720. L'article 529 du Code des sociétés répond à cette dernière hypothèse.
Si la décision, prise en conformité avec la procédure prévue, procure à un ou plusieurs des administrateurs «un avantage financier abusif au détriment de la société», la société ainsi que tout tiers peuvent demander la condamnation solidaire des administrateurs pour le dommage subi «à la suite» de la décision prise.
La doctrine considère que cette disposition est une application de la responsabilité quasi-délictuelle. Il faut cependant noter que cette disposition spéciale va plus loin que l'article 1382 du Code civil dans la mesure où, d'une part, elle prévoit d'office la responsabilité solidaire des administrateurs et, d'autre part, ces derniers sont condamnés pour les dommages subis «à la suite» de la décision, ce qui suppose que le lien de causalité sera examiné de façon plus extensive.

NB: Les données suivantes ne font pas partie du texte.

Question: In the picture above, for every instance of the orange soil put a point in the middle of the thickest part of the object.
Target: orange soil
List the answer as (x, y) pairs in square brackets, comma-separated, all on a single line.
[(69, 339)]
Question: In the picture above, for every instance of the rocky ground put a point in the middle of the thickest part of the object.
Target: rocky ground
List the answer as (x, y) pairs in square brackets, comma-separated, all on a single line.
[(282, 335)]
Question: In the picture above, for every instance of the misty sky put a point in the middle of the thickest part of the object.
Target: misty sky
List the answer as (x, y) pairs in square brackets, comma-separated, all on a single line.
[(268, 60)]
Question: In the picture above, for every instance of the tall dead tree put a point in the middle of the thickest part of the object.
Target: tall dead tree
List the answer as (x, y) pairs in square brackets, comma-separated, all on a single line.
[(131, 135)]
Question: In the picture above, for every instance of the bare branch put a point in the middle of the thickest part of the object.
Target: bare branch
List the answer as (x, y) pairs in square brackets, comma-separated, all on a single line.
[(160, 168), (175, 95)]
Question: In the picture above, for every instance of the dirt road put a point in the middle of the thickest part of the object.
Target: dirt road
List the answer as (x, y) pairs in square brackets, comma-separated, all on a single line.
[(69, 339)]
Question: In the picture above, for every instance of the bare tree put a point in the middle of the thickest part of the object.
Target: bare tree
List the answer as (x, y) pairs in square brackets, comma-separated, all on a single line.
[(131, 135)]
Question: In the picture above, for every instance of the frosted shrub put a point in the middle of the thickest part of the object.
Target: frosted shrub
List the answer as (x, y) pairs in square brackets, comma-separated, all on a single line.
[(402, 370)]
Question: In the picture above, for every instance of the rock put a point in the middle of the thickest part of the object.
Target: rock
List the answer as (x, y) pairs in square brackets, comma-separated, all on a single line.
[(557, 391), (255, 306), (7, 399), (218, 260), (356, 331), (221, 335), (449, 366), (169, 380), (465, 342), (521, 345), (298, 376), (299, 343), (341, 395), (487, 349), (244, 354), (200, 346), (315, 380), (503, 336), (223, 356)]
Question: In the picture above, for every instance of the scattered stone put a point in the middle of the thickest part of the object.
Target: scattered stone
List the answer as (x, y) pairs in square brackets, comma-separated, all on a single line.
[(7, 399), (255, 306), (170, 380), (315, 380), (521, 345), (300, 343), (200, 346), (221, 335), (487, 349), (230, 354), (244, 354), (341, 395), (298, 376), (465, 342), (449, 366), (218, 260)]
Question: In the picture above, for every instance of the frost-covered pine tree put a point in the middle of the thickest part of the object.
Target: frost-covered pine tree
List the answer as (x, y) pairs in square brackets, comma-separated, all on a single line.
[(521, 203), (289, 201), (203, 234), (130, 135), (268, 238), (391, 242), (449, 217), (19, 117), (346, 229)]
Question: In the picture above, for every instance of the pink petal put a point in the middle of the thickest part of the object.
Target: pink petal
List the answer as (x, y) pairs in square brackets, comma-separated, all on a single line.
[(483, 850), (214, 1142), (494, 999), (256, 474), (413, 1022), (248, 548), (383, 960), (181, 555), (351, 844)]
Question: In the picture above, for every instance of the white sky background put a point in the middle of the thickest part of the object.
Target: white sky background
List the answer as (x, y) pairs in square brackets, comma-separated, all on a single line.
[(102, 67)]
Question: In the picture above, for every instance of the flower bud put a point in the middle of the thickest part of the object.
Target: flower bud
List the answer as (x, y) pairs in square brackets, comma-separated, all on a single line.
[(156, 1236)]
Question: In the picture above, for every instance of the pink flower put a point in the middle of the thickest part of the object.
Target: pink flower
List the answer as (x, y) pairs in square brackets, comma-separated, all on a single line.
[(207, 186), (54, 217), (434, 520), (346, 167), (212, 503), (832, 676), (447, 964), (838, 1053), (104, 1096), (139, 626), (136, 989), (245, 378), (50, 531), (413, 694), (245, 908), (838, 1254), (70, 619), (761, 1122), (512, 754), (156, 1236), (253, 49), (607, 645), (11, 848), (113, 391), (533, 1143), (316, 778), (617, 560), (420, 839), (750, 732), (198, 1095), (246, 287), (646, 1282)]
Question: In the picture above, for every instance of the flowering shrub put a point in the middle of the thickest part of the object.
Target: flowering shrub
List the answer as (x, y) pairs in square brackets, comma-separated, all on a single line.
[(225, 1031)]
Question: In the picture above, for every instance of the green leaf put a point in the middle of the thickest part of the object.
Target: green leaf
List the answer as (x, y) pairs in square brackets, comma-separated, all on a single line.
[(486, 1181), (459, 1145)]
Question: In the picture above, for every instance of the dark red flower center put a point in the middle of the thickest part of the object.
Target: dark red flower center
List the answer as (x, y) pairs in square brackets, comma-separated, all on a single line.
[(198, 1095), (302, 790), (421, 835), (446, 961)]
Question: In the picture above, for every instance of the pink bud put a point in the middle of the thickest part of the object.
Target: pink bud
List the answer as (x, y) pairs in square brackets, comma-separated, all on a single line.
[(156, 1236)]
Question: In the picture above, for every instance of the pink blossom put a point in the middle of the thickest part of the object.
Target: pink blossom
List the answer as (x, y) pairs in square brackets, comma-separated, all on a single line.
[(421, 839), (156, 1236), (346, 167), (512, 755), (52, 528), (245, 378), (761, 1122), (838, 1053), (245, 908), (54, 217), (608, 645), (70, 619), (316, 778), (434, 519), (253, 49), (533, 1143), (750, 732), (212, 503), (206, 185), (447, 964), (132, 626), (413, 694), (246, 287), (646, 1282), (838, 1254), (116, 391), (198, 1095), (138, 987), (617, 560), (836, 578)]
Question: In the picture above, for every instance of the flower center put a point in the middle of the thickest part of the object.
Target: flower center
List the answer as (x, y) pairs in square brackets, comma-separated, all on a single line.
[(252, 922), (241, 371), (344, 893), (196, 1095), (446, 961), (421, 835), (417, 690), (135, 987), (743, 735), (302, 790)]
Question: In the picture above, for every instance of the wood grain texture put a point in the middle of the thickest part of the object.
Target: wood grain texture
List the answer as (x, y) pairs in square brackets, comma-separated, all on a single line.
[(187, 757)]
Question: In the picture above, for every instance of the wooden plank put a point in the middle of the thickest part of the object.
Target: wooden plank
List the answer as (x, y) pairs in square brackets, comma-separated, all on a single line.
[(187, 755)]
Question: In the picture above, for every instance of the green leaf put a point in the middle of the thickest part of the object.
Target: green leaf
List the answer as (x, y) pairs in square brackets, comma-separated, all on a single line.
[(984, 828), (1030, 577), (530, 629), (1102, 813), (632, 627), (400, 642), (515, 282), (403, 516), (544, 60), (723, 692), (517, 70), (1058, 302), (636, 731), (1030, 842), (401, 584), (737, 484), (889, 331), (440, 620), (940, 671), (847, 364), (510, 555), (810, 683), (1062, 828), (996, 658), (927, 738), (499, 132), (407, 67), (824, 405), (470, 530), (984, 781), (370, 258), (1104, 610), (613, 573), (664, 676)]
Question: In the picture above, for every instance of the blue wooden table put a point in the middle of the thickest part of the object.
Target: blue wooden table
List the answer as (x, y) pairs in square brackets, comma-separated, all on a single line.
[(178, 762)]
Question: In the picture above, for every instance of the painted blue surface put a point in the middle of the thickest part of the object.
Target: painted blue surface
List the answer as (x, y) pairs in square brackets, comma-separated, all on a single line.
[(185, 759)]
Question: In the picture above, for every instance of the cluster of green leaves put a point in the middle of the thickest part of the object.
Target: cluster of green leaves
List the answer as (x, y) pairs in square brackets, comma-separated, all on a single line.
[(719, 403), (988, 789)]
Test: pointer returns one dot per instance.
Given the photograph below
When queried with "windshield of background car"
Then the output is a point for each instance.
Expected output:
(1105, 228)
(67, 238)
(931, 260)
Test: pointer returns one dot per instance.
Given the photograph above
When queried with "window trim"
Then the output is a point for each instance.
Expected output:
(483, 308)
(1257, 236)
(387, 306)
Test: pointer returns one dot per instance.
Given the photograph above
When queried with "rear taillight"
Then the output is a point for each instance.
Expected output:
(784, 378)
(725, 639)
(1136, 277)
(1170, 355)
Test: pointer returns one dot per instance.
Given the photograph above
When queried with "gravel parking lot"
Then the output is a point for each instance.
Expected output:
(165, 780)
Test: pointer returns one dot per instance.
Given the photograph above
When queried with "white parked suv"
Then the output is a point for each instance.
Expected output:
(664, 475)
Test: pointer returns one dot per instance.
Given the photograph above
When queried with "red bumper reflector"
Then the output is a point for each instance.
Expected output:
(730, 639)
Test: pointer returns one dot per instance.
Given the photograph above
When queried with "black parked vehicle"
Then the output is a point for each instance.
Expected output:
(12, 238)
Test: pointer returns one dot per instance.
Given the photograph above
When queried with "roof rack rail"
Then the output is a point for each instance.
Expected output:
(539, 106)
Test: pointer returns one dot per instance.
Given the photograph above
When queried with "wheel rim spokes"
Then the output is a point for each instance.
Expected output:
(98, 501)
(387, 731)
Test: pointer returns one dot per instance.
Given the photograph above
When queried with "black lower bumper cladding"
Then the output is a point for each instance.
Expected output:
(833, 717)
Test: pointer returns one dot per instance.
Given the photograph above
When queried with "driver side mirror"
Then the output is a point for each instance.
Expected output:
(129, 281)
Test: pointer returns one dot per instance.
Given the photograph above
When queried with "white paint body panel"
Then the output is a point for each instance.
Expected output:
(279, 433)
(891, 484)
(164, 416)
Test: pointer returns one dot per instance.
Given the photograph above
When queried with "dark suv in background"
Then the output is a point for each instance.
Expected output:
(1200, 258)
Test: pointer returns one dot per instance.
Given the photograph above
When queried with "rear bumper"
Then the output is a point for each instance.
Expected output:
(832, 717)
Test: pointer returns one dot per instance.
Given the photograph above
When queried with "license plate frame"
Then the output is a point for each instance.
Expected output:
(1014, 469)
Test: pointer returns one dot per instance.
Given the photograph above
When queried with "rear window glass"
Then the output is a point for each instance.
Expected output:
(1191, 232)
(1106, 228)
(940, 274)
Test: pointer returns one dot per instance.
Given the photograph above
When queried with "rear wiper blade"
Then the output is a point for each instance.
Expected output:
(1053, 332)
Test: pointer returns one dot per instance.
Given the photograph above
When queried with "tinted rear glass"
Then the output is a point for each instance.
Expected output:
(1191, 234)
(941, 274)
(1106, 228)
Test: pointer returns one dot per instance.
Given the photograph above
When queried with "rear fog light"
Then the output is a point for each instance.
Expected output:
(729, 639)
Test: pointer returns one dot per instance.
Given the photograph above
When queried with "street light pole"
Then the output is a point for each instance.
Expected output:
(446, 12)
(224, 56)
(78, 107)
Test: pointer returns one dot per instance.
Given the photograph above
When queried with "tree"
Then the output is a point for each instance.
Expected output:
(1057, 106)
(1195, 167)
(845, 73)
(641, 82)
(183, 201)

Comme l'ont relevé certains auteurs354, il est paradoxal de constater que les conséquences d'une décision prise dans le cadre d'un conflit d'intérêts risque d'être plus onéreuse pour les administrateurs dans l'hypothèse où les formalités ont été suivies que dans le cas contraire.
Pour rassurer quelque peu les administrateurs, signalons que certains soutiennent que, s'ils dénoncent à la prochaine assemblée générale l'avantage financier abusif retiré par un de leurs collègues à la suite d'une décision ou opération à laquelle il n'aurait pas pris part, ils pourront échapper à cette responsabilité particulièrement lourde.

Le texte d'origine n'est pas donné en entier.